Pollyanna Principle: The Ability to Focus Only on the Positive
The Pollyanna principle originated from Eleanor H. Porter’s novels. The novels’ main character is a little girl, Pollyanna, who has the ability to see only the positive side of things. That invincible and determined optimism served as an inspiration to define the bias that may actually help us live happier lives.
Should we focus on the positivity that this psychological principle promotes? It’s possible that most of our readers have serious doubts about this. Occasionally, those rose-colored glasses can keep us from seeing certain perspectives. For example, certain things that are relevant and that, if we miss them, may deduct realism.

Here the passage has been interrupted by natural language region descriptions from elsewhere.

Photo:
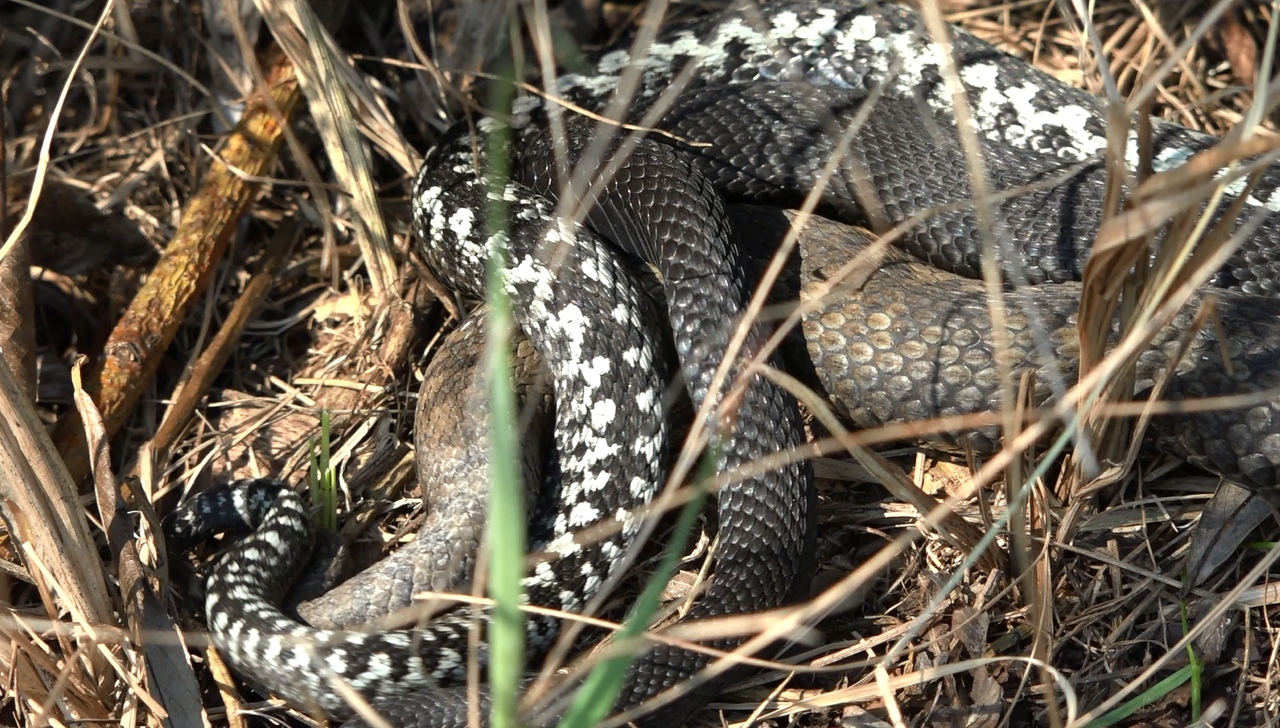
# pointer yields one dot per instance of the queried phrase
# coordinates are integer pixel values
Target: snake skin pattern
(771, 91)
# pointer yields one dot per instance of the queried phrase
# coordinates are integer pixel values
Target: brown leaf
(1226, 521)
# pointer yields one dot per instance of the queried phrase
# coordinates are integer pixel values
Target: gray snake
(768, 108)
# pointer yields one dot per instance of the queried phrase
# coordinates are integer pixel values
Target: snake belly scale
(772, 86)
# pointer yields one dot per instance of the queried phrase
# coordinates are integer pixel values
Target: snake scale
(772, 90)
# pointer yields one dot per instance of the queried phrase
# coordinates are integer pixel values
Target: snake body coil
(760, 117)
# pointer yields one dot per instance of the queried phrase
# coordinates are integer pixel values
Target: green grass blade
(594, 700)
(506, 520)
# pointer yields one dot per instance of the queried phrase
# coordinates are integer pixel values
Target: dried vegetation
(277, 296)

“The game consists of finding something to be glad about in every situation.”
The positive psychology boom led by Martin Seligman is getting important reforms. Institutions such as the University of Buckingham, the first-world institute that educates using the fundamentals of this doctrine, is changing their foundations. One of them is related to the definition of happiness.

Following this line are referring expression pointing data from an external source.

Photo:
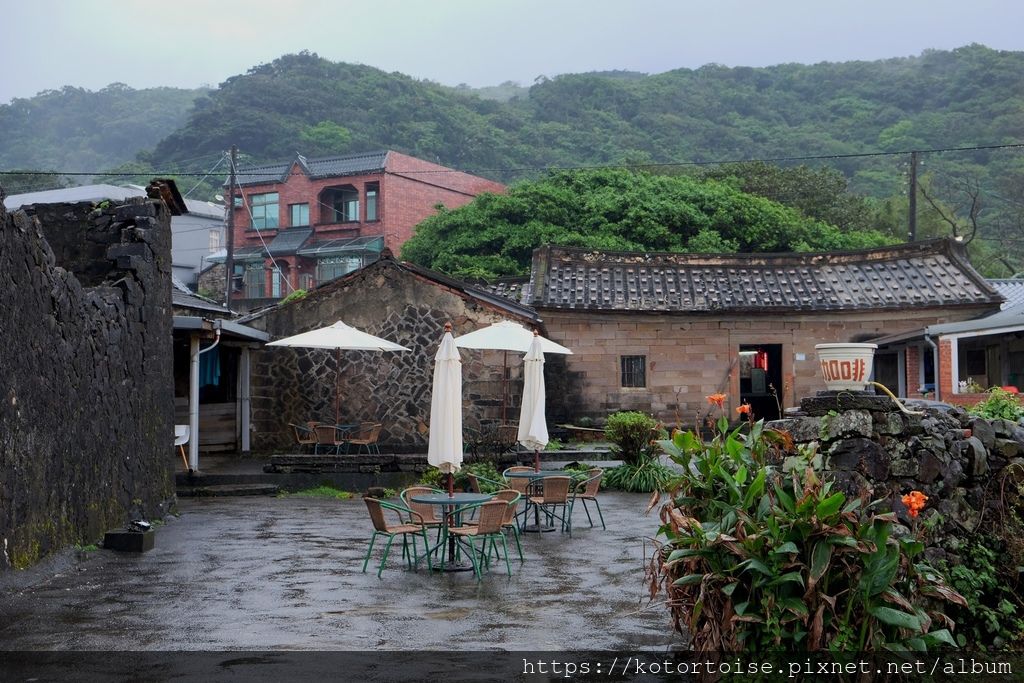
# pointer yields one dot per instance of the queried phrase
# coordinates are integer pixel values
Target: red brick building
(322, 218)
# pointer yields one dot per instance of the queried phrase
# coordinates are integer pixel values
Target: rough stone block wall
(393, 388)
(870, 449)
(691, 356)
(86, 409)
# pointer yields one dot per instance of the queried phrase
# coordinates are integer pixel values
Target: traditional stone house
(399, 302)
(659, 332)
(306, 221)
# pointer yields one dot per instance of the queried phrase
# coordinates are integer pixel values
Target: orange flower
(914, 502)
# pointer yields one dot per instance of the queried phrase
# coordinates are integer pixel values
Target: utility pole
(229, 260)
(912, 197)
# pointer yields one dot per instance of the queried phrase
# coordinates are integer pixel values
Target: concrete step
(217, 491)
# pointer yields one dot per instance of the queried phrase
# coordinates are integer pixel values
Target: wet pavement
(264, 573)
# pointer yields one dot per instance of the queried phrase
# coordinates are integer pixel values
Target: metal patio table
(452, 504)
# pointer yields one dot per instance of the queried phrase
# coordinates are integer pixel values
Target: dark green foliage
(619, 210)
(757, 559)
(643, 476)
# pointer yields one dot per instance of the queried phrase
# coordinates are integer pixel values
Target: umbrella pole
(337, 385)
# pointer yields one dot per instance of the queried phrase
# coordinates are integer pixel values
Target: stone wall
(689, 356)
(869, 447)
(387, 300)
(86, 415)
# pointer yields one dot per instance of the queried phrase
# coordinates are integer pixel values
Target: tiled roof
(328, 167)
(1012, 290)
(289, 241)
(925, 273)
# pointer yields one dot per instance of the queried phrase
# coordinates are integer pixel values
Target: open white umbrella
(338, 337)
(507, 336)
(532, 425)
(444, 446)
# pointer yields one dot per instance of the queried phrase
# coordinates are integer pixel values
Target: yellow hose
(895, 399)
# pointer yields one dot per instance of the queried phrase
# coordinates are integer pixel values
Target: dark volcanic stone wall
(86, 409)
(393, 388)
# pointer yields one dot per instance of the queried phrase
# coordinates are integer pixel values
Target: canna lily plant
(757, 558)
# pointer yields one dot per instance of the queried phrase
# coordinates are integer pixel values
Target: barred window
(634, 371)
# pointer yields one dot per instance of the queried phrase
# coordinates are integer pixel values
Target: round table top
(532, 474)
(455, 499)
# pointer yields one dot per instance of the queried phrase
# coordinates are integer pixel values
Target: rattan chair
(487, 529)
(381, 527)
(555, 496)
(587, 491)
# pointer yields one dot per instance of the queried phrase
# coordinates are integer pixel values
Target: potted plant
(846, 367)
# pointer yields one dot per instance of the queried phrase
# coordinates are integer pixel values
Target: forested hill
(972, 95)
(73, 129)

In a way, we could say that this “new” positive psychology abandoned the pretext of teaching us to be happier. The famous culture of happiness in those self-help books is giving way to a new perspective. This new perspective also gives us tools to deal with negative things and hardships. Because in life, not everything we encounter is nice and optimist, as Pollyanna used to see it.

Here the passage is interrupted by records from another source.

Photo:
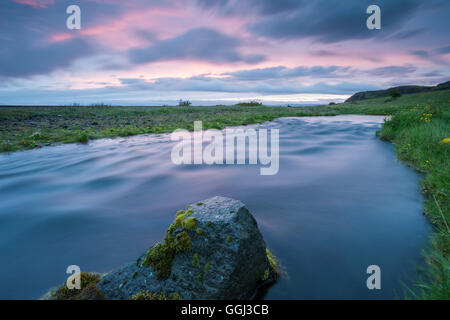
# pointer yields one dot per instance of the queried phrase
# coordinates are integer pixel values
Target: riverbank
(419, 128)
(422, 139)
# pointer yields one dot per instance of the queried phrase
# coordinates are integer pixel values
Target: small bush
(184, 103)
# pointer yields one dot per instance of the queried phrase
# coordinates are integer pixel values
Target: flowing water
(340, 202)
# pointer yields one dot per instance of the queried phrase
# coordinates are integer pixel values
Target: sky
(150, 52)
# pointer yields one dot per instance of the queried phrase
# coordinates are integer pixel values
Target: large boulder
(213, 250)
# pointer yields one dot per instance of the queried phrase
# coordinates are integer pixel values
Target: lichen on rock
(199, 265)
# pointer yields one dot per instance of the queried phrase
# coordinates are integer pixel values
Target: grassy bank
(30, 127)
(419, 127)
(422, 139)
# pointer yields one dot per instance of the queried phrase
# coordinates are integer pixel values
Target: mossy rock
(226, 260)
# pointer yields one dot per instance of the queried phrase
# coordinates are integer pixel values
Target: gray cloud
(392, 71)
(201, 44)
(282, 72)
(333, 21)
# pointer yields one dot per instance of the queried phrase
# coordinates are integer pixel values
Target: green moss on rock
(195, 260)
(273, 262)
(160, 256)
(88, 290)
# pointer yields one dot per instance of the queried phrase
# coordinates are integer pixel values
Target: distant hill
(402, 90)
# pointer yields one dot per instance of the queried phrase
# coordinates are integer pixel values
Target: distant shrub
(100, 105)
(83, 137)
(394, 94)
(184, 103)
(252, 103)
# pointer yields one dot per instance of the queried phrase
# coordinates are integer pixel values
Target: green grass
(24, 128)
(418, 134)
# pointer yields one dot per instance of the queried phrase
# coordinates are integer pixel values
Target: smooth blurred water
(340, 202)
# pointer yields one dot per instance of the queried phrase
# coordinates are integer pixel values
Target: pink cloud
(35, 3)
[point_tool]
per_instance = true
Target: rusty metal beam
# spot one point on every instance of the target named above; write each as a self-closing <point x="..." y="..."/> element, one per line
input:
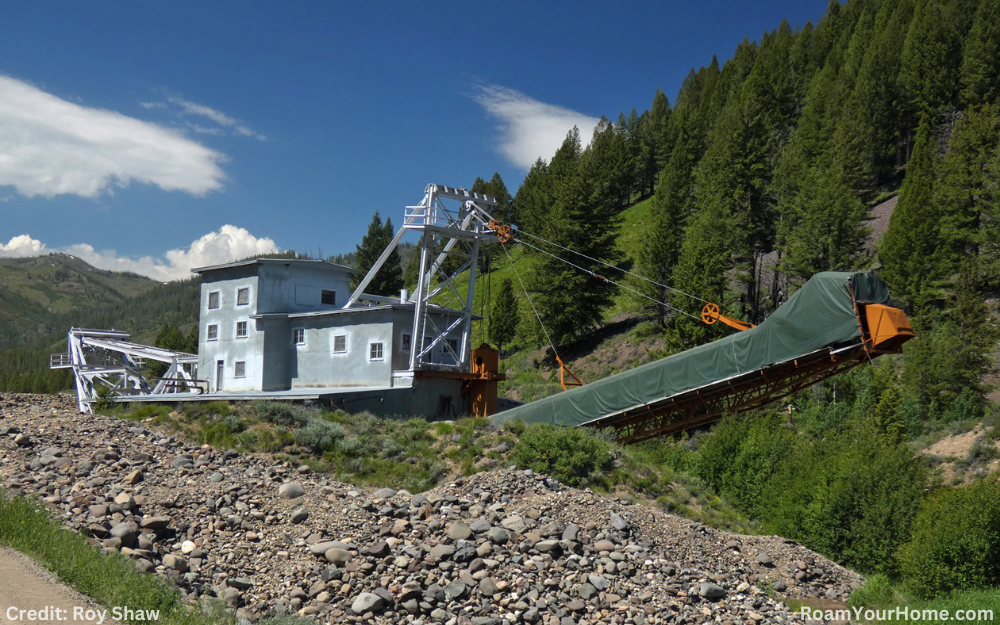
<point x="752" y="390"/>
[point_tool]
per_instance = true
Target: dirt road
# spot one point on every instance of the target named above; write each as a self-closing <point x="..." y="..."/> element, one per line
<point x="30" y="595"/>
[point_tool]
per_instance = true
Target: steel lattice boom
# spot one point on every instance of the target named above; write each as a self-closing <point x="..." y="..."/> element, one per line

After becoming an orphan, Pollyanna had to go live with her bitter and strict aunt Polly. Not giving up her optimism, she insisted on applying the philosophy that her father had taught her from an early age. This philosophy was the idea that she could transform her world and only see the positive things. Thus, not giving importance to how unfortunate any situation was, Pollyanna was able to face her circumstances with optimism and cheerful determination.
Likewise, this literary character used to cause an important effect on others. Sooner or later, the girl’s joyful personality would win over the most greedy, apathetic, and sad characters. Eleanor H. Porter’s books transmitted a message of absolute positivism. Consequently, this optimism helped inspire a couple of psychologists in the 1970s, Margaret Matlin and David Stang.
- In the study from the 1980s, Matlin and Stang evidenced that people with a clear bias toward positivity took longer to identify unpleasant and dangerous stimuli around them. In other words, there was no “blindness” to reality as many suggest.
- The Pollyanna principle states that while we’re aware of negative facts and events in life, we must focus only on the positive ones. When involved in a negative event, we’ll try to redirect the situation in the most optimistic way.
Doctor Steven Novella, a renowned neurophysicist at Yale University, has multiple works and studies on those false memories people create with this doctrine. A curious factor about the Pollyanna principle is that optimists don’t normally remember negative events in their life very well.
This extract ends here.